Artist’s concept of one of the eight Cyclone Global Navigation Satellite System satellites deployed in space above a hurricane. Credit: NASA.
NASA is inviting journalists to learn about a mission that will help improve hurricane track, intensity and storm surge forecasts during a media event from 8 a.m. to 1:15 p.m. CDT Thursday, Aug. 11, at the Southwest Research Institute (SwRI) in San Antonio.
The Cyclone Global Navigation Satellite System (CYGNSS) hurricane mission, scheduled to launch Nov. 21 from Cape Canaveral Air Force Station in Florida, is a constellation of eight microsatellites that will gather never-before-seen details on the formation and intensity of tropical cyclones and hurricanes.
During the event, media will get to tour two SwRI facilities, view the microsatellites stacked on the deployment module in a testing facility, and learn about the mission from the science, engineering, launch and operation teams.

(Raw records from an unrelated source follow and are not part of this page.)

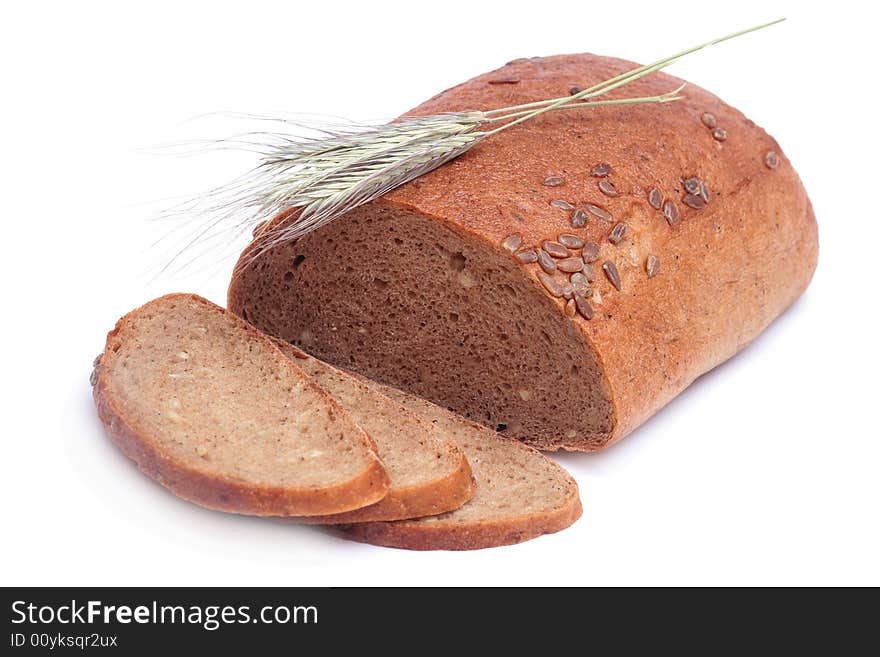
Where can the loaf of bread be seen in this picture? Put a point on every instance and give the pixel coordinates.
(212, 410)
(564, 279)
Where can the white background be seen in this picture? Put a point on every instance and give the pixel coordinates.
(763, 472)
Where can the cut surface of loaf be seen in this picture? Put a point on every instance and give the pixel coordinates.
(211, 409)
(521, 494)
(564, 279)
(428, 472)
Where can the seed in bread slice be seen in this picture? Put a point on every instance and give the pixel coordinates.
(208, 406)
(521, 494)
(429, 473)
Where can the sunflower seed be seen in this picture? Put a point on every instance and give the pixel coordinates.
(561, 204)
(580, 284)
(570, 265)
(579, 218)
(602, 213)
(547, 263)
(607, 187)
(555, 249)
(550, 284)
(694, 201)
(692, 185)
(571, 241)
(611, 273)
(670, 211)
(704, 192)
(512, 242)
(526, 257)
(590, 252)
(589, 273)
(617, 233)
(601, 170)
(583, 307)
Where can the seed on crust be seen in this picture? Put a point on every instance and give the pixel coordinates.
(583, 307)
(580, 284)
(601, 170)
(611, 273)
(550, 284)
(570, 241)
(602, 213)
(555, 249)
(694, 201)
(546, 262)
(512, 242)
(590, 252)
(570, 265)
(527, 256)
(670, 211)
(617, 233)
(692, 185)
(562, 204)
(704, 192)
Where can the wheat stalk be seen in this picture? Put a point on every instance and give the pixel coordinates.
(348, 164)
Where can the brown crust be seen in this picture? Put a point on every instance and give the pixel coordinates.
(429, 499)
(438, 535)
(727, 270)
(220, 493)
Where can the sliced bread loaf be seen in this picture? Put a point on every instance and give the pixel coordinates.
(208, 406)
(564, 279)
(521, 494)
(429, 473)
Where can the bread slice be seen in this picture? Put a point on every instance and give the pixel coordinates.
(208, 406)
(429, 473)
(521, 494)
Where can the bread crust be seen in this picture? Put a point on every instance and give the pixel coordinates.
(411, 535)
(225, 494)
(727, 269)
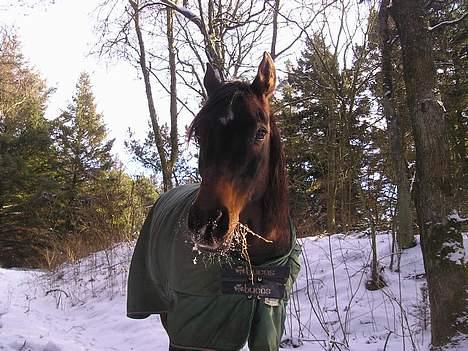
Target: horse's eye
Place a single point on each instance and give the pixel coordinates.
(260, 134)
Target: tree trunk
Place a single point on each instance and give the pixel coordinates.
(173, 93)
(441, 240)
(404, 217)
(332, 173)
(167, 180)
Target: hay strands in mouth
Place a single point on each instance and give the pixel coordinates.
(239, 238)
(236, 243)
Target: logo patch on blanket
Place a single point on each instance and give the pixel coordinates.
(268, 282)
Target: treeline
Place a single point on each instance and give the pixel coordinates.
(352, 162)
(62, 194)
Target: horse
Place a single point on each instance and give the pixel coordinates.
(217, 260)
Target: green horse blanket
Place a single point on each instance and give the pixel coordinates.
(207, 306)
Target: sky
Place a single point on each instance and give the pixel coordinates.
(56, 39)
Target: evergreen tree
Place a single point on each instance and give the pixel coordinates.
(324, 127)
(26, 171)
(83, 153)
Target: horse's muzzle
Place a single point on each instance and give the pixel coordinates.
(209, 227)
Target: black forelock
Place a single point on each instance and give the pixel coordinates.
(216, 105)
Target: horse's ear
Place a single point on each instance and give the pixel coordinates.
(211, 80)
(265, 81)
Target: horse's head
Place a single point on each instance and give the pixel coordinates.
(240, 159)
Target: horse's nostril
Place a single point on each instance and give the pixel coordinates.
(208, 225)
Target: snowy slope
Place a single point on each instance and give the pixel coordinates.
(82, 306)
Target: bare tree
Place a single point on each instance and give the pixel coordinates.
(404, 217)
(441, 240)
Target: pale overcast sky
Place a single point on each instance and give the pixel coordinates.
(56, 40)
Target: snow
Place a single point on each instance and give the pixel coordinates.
(81, 306)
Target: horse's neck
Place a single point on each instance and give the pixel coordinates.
(275, 237)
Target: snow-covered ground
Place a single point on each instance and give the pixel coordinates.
(82, 306)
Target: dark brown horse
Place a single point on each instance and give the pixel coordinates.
(218, 306)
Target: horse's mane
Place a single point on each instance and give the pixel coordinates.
(275, 206)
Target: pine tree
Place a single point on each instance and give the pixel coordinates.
(83, 152)
(323, 125)
(26, 171)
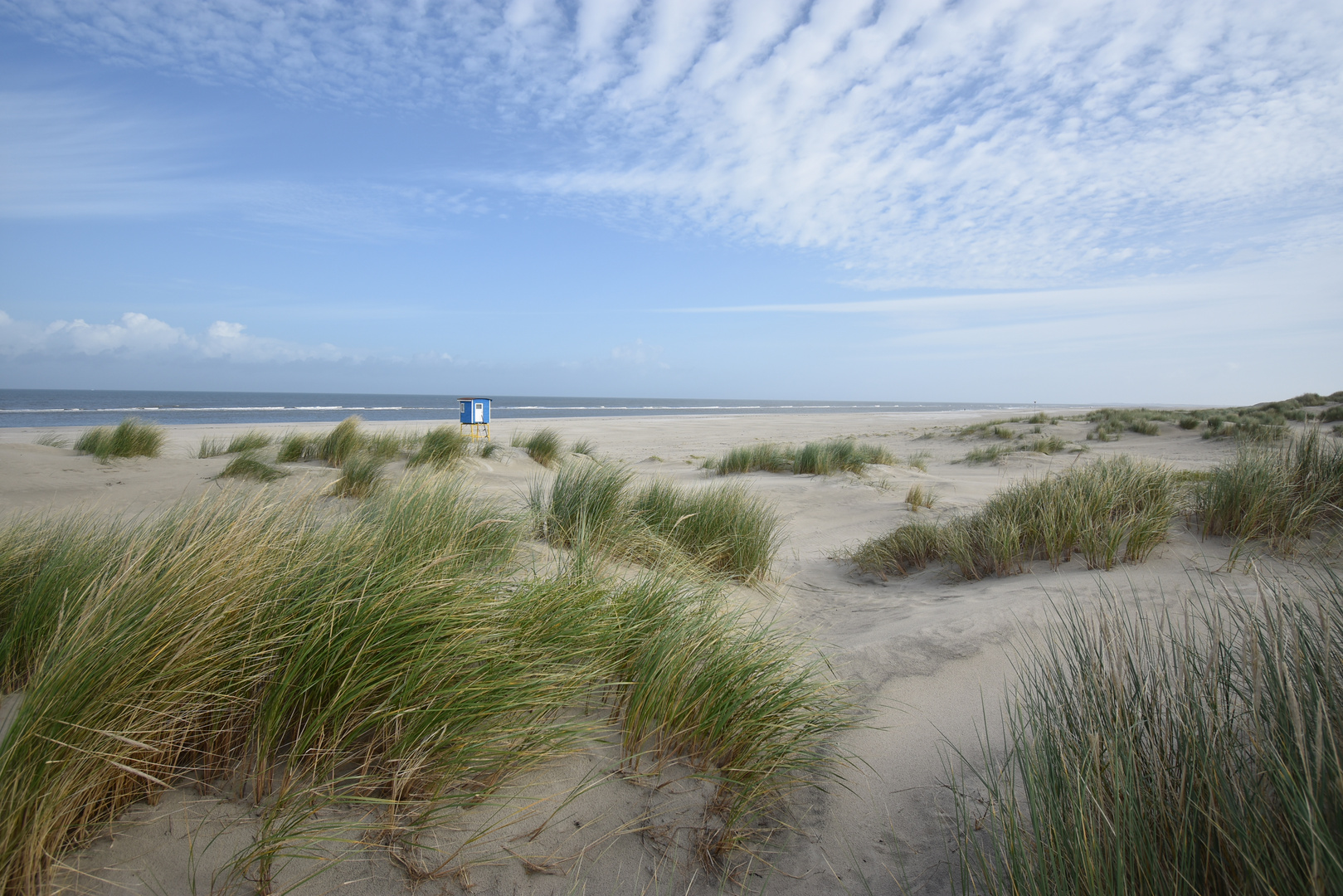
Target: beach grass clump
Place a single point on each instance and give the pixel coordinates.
(247, 465)
(211, 448)
(1047, 445)
(398, 659)
(987, 455)
(1112, 511)
(360, 476)
(295, 448)
(544, 446)
(768, 457)
(920, 496)
(342, 442)
(1277, 494)
(440, 446)
(726, 529)
(723, 529)
(387, 444)
(586, 503)
(813, 458)
(249, 441)
(129, 438)
(835, 455)
(1182, 754)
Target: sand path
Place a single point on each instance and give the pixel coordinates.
(930, 655)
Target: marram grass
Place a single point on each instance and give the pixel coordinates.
(813, 458)
(397, 655)
(440, 446)
(360, 476)
(1110, 511)
(1280, 494)
(129, 438)
(1167, 755)
(724, 529)
(250, 466)
(544, 446)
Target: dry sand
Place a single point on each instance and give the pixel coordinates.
(928, 653)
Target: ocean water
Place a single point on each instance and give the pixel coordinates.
(95, 407)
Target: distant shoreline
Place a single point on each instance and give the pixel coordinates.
(52, 409)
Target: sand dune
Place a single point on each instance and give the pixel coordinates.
(930, 655)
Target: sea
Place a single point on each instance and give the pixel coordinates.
(95, 407)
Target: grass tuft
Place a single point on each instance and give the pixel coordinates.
(1110, 511)
(917, 496)
(211, 448)
(250, 441)
(1169, 755)
(543, 446)
(987, 455)
(342, 442)
(440, 446)
(249, 466)
(748, 458)
(360, 476)
(130, 438)
(1276, 494)
(295, 448)
(813, 458)
(397, 659)
(722, 529)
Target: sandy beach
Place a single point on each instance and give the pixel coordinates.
(928, 655)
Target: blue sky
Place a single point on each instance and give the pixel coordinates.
(976, 201)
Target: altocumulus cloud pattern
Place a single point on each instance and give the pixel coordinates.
(1002, 143)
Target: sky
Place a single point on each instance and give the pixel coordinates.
(998, 201)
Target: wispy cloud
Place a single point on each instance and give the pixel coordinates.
(994, 143)
(67, 153)
(140, 336)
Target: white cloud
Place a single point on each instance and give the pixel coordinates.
(73, 153)
(140, 336)
(1005, 143)
(638, 353)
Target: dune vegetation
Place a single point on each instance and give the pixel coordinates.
(247, 465)
(129, 438)
(544, 446)
(1277, 494)
(1108, 511)
(724, 529)
(1149, 754)
(440, 446)
(1262, 422)
(811, 458)
(403, 657)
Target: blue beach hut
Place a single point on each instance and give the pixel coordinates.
(475, 416)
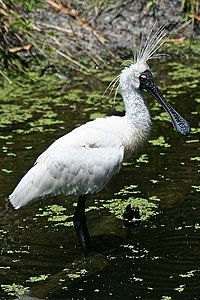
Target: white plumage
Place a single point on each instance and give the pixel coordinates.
(84, 160)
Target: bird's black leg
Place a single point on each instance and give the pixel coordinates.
(80, 224)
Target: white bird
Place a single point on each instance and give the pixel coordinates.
(84, 160)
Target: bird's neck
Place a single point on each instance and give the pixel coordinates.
(137, 113)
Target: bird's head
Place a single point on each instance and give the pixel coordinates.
(138, 77)
(130, 76)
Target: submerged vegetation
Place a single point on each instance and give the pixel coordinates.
(39, 256)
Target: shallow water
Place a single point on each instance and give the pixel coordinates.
(159, 259)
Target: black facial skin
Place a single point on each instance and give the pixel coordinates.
(147, 83)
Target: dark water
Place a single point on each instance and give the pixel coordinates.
(160, 259)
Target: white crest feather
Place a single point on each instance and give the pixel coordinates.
(153, 42)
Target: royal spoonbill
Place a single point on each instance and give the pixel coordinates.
(84, 160)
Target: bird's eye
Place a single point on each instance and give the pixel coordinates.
(143, 76)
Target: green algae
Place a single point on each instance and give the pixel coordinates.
(13, 289)
(38, 278)
(160, 141)
(56, 214)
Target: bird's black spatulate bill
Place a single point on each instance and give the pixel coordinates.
(180, 124)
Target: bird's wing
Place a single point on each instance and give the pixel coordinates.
(79, 163)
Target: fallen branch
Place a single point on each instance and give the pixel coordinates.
(80, 19)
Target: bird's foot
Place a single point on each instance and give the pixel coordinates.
(132, 217)
(82, 233)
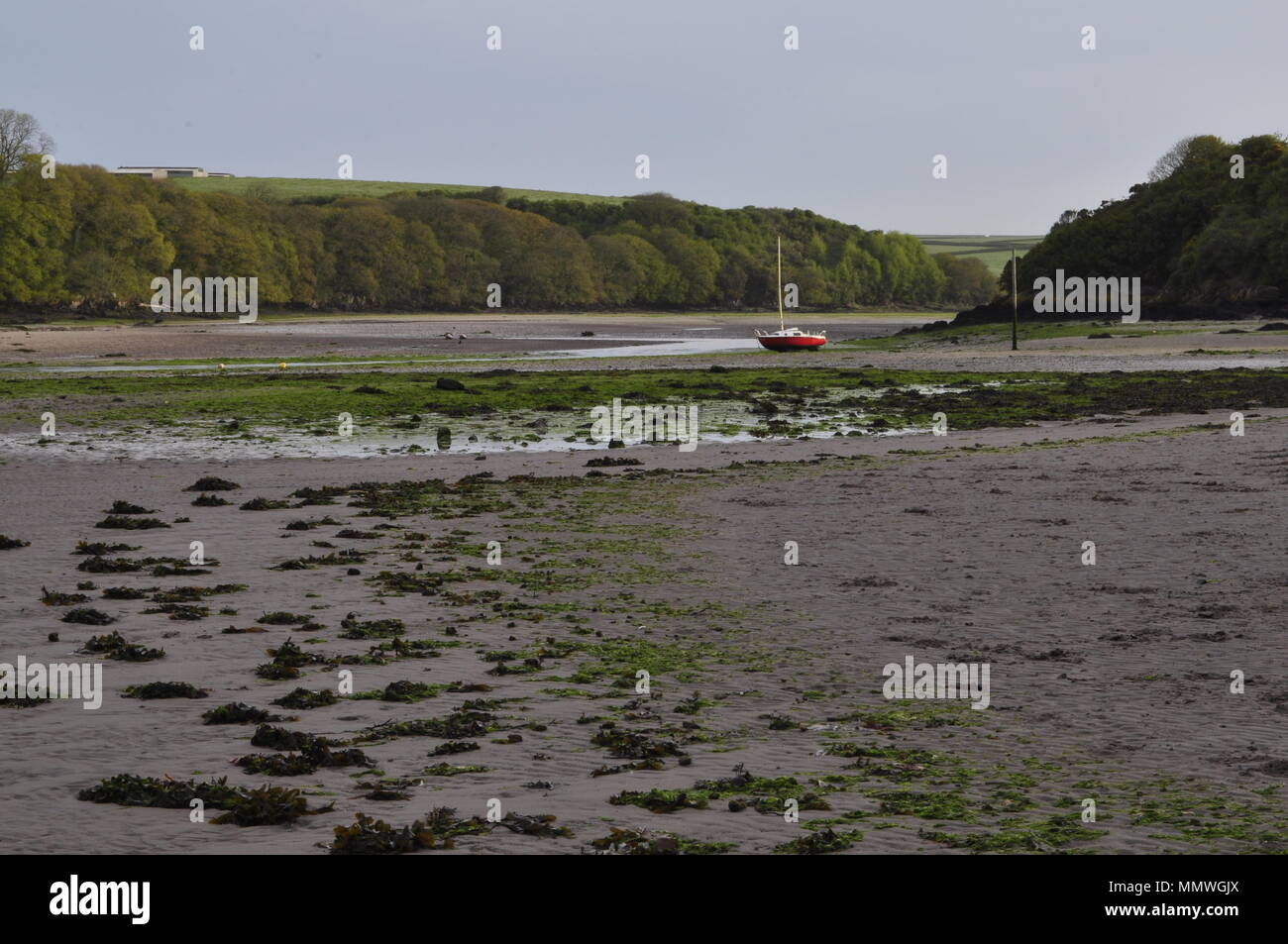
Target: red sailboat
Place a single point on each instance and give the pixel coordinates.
(786, 338)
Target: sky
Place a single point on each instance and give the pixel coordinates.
(849, 124)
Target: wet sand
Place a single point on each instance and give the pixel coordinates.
(1109, 682)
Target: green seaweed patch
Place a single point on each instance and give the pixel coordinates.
(400, 691)
(125, 523)
(101, 549)
(124, 507)
(162, 689)
(303, 698)
(372, 629)
(211, 483)
(52, 597)
(1018, 835)
(369, 836)
(454, 747)
(471, 720)
(648, 842)
(114, 647)
(239, 712)
(632, 745)
(819, 842)
(261, 504)
(454, 769)
(127, 592)
(88, 616)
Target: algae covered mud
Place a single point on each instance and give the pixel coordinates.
(487, 608)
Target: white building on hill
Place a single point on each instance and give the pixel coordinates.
(162, 172)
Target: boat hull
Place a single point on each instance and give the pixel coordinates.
(799, 343)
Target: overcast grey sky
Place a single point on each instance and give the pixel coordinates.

Photo and interview opportunities will be available, including interviews with a Spanish-speaking team member.
The event also will highlight other NASA programs on which SwRI works, including the Juno mission to Jupiter, New Horizons mission to Pluto and the Kuiper Belt, and Magnetospheric Multiscale mission, which orbits through near-Earth space observing a little-understood process called magnetic reconnection.
To register for the event, media should contact Maria Stothoff at 210-522-3305 or maria.stothoff@swri.org by Aug. 10. Access to SwRI facilities is restricted to U.S. citizens.
SwRI leads the development and integration of the CYGNSS microsatellites. The Space Physics Research Laboratory at the University of Michigan College of Engineering in Ann Arbor leads the overall mission execution, and its Climate and Space Sciences and Engineering department leads the science investigation. The Earth Science Division of NASA’s Science Mission Directorate oversees the mission.